Lava Lane has raced twice, both in turf sprints. She finished a troubled third in her debut last summer, took time off with what D’Amato described as “little issues,” and returned last month at Santa Anita with a powerful maiden win by more than five lengths. She has trained well since.

“She had two really nice back-to-back five-eighths drills, so I think she should be ready to go,” D’Amato said.

Lava Lane would be the first Los Alamitos winner for Umberto Rispoli, one of the top three jockeys in Southern California along with Flavien Prat and Juan Hernandez. Rispoli is 0 for 16 at Los Alamitos.

D’Amato, whose 52 wins at Santa Anita led the trainer standings, is likely to start additional turf-to-dirt runners at Los Alamitos, mostly Calbreds.

“The way the Cal-bred program is, you can win the same condition twice, on different surfaces,” he said. “It gives [Lava Lane] the opportunit­y to win on the dirt, and then come back and try to get the same condition on the grass.”

The main rival for Lava Lane is turf-to-dirt front-runner Capital Heat.
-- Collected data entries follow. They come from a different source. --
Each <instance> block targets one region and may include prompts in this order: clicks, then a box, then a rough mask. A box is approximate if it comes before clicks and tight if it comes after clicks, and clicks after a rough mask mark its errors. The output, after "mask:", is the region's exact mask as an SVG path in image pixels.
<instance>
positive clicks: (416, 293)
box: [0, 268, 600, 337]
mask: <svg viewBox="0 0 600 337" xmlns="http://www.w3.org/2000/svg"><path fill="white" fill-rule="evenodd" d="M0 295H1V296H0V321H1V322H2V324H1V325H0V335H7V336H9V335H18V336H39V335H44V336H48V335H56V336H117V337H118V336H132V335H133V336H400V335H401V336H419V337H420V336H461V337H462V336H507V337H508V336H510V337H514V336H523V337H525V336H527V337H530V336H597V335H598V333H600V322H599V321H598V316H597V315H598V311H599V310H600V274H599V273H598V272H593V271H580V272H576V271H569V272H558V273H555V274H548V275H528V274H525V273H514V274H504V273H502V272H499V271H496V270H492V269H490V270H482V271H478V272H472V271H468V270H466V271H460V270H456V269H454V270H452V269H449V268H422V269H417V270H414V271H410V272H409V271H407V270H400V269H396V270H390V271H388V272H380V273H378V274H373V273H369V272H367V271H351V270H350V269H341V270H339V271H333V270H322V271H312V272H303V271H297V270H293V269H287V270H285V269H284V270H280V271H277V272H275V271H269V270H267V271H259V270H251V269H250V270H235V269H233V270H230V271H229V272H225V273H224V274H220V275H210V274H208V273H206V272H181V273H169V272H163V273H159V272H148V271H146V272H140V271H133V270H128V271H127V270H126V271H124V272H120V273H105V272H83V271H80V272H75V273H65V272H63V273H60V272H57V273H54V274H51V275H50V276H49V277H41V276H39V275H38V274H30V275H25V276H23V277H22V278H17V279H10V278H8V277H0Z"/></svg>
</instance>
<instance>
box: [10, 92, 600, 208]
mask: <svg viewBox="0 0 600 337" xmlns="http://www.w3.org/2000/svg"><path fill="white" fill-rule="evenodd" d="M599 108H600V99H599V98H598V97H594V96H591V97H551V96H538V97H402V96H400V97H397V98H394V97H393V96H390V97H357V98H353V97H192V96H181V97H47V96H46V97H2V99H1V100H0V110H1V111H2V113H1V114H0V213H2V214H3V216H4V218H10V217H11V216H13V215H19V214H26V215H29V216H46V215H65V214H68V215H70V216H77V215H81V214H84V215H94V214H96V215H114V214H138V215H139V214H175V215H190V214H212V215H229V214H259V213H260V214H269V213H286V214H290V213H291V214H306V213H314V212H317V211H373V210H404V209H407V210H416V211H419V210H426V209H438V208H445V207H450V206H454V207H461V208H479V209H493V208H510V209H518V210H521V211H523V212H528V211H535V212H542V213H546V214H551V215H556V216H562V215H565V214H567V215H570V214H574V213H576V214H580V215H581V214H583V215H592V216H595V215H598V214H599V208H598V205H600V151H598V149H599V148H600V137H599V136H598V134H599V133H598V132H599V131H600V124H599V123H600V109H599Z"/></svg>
Her last four starts were on turf but she has run well on dirt. Others in the race 5 allowance include comebacker Ten the Smart Way, Homehome, and Miss Carousel.

Six colts and geldings entered race 7, including two principals returning to dirt with solid recent form on turf. Fratelli is a front-runner whose five wins include four on dirt. Hernandez rides for trainer Peter Miller.

Notre Dame finished second last out in a starter-allowance turf sprint. Rispoli rides Notre Dame for Doug O’Neill, whose second entrant I Will Not might be the one to beat. Mario Gutierrez rides I Will Not, who could tuck into a cozy trip just off the speed.

The others in race 7 are Handsome Cat, Full of Luck, and Coastal Kid. First post Friday is 1 p.m. The pick six covers races 3 to 8.